Anyone who has read Moore’s warts-and-all autobiography ‘And sometimes, the dog was busy!’, in conjunction with Roger Slater, knows that the current lockdown will have been especially difficult for a football obsessive like him. He doesn’t hide that fact.
“I’m lucky I’m still working and I have my family,” he said. “If I didn’t have that it would be soul-destroying.
“It’s the longest I’ve been without football and it can get to people. Even when the season ends, you usually have things to do and there’s football on the telly – play-offs, cup finals.
“At the time when football stopped, it seemed surreal, but then another week and another week would pass by. You get to grips with it and you have to have a coping mechanism.”
At least the lockdown days have given Moore the chance to spend more time with long-suffering wife Hayley and their three children – Aaron, 20, Callum, 14, and Holly, 9.
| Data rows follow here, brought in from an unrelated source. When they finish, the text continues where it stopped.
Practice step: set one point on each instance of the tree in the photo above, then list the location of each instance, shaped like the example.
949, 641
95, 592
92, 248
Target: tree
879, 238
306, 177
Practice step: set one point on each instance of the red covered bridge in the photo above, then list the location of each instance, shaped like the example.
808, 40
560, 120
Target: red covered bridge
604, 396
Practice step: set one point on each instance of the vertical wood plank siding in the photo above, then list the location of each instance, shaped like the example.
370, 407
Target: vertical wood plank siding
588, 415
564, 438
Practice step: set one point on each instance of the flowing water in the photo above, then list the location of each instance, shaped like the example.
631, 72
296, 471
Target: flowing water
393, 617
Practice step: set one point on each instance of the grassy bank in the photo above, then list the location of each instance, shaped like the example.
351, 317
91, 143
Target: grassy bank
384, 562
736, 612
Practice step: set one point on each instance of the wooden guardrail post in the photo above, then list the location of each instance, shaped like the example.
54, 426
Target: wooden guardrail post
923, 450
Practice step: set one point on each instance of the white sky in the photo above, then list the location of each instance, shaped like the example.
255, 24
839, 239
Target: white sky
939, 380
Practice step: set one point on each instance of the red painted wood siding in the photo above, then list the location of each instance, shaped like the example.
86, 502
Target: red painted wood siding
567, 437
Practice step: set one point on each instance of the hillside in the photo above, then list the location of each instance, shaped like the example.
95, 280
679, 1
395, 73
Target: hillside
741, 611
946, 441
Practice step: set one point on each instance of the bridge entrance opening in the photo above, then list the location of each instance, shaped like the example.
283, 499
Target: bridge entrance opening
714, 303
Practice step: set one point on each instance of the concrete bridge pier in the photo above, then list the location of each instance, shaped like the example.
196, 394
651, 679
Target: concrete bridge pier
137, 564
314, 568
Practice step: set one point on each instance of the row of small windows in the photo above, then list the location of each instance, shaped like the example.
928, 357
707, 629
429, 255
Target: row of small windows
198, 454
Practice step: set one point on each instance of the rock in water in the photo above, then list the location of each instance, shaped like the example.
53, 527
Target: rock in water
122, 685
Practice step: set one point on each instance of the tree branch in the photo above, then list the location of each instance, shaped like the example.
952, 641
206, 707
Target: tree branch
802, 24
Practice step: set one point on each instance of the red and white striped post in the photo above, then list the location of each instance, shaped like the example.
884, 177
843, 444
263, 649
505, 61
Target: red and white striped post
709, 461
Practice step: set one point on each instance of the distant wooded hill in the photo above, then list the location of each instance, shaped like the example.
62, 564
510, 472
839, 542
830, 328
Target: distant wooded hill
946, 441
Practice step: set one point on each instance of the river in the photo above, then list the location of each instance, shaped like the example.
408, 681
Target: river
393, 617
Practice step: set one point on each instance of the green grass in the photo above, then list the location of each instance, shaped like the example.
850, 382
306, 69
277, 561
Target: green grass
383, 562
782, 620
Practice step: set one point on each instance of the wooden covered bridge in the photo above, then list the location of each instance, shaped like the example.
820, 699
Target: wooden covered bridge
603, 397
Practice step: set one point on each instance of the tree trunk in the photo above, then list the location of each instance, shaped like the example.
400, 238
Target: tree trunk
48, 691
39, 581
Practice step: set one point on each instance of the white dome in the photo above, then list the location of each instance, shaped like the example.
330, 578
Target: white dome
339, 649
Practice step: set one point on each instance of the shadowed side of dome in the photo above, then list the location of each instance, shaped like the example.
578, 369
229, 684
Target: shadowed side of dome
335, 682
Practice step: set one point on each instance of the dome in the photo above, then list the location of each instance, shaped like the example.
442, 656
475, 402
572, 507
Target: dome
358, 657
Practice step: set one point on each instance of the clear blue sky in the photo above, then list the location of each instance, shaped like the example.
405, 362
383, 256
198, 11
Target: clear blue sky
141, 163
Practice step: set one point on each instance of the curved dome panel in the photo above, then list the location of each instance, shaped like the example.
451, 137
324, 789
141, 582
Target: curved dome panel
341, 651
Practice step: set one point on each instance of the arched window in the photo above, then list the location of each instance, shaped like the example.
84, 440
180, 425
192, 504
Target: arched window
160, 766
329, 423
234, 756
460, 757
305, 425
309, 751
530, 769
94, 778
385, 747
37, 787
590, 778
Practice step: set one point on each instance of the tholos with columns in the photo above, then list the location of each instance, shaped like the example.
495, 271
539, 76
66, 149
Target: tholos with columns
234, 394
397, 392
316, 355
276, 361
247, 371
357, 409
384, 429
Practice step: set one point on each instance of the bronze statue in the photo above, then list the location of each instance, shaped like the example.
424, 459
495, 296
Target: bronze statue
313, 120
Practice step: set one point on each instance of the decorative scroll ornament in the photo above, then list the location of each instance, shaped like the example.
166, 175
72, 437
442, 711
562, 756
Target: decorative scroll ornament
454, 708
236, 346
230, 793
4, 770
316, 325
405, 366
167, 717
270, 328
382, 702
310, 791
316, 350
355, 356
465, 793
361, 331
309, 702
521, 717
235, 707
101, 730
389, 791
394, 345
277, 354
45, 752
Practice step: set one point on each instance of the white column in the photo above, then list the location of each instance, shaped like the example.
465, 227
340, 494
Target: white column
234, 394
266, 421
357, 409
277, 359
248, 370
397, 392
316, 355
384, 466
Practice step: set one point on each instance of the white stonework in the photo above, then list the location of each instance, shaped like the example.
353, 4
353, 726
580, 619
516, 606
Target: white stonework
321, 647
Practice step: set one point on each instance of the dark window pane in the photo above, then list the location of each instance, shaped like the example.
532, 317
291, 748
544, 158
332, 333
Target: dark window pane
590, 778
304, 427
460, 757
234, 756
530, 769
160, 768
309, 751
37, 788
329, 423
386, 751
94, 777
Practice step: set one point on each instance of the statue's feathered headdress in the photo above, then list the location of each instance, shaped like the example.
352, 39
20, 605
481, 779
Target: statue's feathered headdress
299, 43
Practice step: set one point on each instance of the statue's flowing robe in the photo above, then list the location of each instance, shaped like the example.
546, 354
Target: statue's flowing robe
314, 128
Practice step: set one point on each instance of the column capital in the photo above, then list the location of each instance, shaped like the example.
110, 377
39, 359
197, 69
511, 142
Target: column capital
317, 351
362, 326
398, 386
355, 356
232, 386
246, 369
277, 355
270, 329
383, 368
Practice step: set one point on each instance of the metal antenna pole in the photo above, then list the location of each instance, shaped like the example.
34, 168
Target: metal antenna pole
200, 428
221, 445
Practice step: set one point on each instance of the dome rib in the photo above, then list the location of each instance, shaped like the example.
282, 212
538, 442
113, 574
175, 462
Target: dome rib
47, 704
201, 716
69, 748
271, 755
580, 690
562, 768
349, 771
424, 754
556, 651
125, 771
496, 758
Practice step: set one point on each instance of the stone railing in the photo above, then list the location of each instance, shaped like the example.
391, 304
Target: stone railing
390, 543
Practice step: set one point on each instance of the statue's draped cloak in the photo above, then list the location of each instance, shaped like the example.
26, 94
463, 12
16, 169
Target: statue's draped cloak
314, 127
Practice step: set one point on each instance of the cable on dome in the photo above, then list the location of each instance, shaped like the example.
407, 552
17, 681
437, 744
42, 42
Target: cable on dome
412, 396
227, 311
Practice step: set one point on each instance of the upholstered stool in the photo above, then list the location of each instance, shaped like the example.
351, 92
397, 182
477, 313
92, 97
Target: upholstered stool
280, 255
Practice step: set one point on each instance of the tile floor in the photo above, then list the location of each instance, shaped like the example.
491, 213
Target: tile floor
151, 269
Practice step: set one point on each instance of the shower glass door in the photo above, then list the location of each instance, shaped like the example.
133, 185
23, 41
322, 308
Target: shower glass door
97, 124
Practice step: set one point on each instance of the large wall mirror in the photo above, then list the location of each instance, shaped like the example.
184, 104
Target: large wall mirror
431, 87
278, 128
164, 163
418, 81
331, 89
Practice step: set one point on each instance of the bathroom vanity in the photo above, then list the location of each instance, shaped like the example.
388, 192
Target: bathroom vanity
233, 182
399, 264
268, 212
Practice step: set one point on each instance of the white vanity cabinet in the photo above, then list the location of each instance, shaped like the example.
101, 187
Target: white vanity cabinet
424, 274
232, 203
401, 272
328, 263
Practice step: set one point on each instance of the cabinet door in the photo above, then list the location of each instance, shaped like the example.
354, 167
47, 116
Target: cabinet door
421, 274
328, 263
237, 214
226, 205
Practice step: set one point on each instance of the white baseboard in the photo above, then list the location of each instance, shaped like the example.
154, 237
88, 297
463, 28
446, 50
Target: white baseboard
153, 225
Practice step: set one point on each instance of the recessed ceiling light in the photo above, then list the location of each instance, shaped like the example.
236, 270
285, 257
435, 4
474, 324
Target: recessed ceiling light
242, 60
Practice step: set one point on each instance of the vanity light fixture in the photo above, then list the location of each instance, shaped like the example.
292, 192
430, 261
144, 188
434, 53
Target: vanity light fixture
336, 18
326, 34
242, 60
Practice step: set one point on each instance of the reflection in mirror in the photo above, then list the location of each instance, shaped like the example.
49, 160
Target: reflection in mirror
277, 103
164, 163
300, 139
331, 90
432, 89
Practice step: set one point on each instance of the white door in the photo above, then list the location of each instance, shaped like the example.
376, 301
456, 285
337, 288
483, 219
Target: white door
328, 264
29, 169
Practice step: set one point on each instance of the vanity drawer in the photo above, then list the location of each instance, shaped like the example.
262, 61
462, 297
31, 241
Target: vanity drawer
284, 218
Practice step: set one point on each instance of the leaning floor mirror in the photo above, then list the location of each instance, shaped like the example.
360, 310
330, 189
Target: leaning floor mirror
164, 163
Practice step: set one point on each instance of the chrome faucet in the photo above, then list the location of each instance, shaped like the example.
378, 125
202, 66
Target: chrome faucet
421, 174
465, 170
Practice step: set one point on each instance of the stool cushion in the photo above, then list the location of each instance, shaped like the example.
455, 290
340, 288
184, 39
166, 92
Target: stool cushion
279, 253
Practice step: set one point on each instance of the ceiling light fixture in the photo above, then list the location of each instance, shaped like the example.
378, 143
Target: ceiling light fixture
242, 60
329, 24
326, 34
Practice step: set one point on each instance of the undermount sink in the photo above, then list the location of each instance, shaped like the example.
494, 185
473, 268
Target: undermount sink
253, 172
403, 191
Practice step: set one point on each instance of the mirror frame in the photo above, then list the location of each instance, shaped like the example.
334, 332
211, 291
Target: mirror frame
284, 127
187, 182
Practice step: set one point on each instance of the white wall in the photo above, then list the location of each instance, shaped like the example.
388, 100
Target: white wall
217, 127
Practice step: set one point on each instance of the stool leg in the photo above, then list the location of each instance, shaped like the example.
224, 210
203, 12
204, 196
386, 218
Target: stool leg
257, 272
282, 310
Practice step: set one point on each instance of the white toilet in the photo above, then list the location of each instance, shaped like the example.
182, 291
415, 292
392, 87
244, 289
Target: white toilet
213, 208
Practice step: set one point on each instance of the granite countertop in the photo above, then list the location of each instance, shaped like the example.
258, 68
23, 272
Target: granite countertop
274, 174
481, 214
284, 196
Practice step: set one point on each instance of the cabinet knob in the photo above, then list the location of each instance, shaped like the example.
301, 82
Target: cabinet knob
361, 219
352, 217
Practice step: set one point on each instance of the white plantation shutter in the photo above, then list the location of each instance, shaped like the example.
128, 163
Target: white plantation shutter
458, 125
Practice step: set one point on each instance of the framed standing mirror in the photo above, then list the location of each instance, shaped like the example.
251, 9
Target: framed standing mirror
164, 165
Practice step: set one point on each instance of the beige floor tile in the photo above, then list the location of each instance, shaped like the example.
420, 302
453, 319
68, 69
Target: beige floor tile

“When I said I would give it a go as manager, Hayley was very understanding,” he said. “At the start, I was a bit more stressed as it’s a lot more work. Say, you’re trying to get a team together and then you get a couple of late drop-outs. She’d say to me ‘you aren’t playing, are you?’. Once I had to call her and say ‘I’m in hospital’. She said ‘you have got to stop this now’, but it’s all gone the next day. She puts up with it, she knows it’s part of me.”
As much as ever, Moore is itching to get back to football again and if there is a difficulty in putting a squad together, he knows there’s one player he can definitely count on – himself.
“I’ll sign myself on and see what happens,” he said. “Even if I don’t have any intention of playing, I know I will be needed. I could sign five or six centre-halves at the start of the season, but a couple might leave and one or two could be injured or unavailable. I know the circumstances.”
Will hitting the 50-mark be the perfect time, then, to finally call it a day on the playing side?
“If there was an opportunity to manage higher up or I got a budget to work with here, that would be the time,” he admitted. “But while I’m at this level and know the circumstances, I’d consider myself. Perhaps I’ll go for 60!”
As for Fergie time, the Liverpool fan added: “I’ve gone well over that already – I’ve stretched it to the limits. I just enjoy football and the whole Non-League scene. If I had to choose, I would rather go to watch a Non-League game than an Arsenal or Tottenham.”